Take a good close look at Madame X's dress here. Or better yet, go the the Metropolitan Museum of Art in New York City and see the 7' x 3' version of the painting in all of its glory.
Madame X, aka Madame Virginie Amelie Avegno Gautreau, was a professional beauty of her day. Her reputation as such was built on her use of violet-colored powder and low-cut dresses, however when Sargent's famous portrait of her was exhibited at the Paris Salon in 1884, it caused a scandal. Evidently at that time it was acceptable to wear make-up (apparently the contrast between Madame's white face and her pink ear is a give-away), henna one's hair and wear revealing gowns (one chain strap was originally painted slipped off her shoulder!) as long as those activities weren't advertised in public, and in 1884, nothing advertised like the Paris Salon.
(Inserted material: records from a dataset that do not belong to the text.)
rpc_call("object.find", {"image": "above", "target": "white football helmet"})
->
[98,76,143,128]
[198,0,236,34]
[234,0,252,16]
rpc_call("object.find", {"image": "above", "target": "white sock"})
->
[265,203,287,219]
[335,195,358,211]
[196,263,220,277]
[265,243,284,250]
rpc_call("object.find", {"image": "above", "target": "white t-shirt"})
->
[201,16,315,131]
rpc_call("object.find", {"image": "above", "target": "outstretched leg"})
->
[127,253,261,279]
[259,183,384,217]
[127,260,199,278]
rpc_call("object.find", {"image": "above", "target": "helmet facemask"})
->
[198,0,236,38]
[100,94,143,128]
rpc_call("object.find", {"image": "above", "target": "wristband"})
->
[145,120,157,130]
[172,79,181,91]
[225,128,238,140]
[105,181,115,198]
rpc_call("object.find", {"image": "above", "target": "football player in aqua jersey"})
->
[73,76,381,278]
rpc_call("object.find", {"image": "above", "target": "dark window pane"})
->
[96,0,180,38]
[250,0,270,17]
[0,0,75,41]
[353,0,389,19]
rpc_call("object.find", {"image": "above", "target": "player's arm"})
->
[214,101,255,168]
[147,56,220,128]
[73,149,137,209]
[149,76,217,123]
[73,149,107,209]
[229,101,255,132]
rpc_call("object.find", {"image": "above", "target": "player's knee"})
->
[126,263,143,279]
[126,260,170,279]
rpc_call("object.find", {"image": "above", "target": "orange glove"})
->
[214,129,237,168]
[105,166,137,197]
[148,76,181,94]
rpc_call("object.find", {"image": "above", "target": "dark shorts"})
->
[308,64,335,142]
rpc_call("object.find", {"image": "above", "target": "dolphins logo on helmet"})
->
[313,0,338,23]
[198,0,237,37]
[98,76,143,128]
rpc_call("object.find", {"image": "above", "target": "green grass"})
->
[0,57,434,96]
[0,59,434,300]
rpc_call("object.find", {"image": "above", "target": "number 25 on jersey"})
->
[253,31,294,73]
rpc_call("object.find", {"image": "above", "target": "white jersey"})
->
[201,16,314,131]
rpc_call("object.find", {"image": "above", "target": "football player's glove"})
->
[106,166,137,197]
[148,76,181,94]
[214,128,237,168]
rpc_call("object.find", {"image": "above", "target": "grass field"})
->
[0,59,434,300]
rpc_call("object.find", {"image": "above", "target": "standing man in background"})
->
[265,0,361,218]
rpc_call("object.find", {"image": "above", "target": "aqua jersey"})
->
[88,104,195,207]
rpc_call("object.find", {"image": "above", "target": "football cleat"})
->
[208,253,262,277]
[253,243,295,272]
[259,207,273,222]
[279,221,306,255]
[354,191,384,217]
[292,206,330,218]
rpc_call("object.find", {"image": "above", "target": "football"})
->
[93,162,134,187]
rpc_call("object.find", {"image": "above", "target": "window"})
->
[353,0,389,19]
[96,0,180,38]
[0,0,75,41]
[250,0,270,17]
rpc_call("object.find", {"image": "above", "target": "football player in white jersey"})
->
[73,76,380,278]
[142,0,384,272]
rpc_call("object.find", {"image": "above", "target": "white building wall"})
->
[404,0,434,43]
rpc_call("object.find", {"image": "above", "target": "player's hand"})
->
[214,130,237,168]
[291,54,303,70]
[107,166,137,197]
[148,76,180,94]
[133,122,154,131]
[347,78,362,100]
The portrait ruined the reputations of both Gautreau and Sargent, so naturally dressmakers and designers have been making copies of the scandalous garment (henceforth, the "X-dress") ever since. Linda Evangalista got to wear a near-exact copy of the X-dress for her August 2006 Vogue cover shot, without the corset, I'm sure, given her delicate condition. I'd like a X-dress in every color, even though color would probably take the edge off its X-like decadence. I shouldn't mess with perfection, should I?
A book was written about Sargent, Virginie, and The Scandal entitled: Strapless: John Singer Sargent and the Fall of Madame X. Dang, it's worth buying just for the title, isn't it?
**This October, a show entitled "Americans inParis: 1860-1900" opens at the Metropolitan Museum of Art. It will feature portraits by Sargent, including Virginie's, as well as paintings by Whistler and Mary Cassatt. Ooooooooh.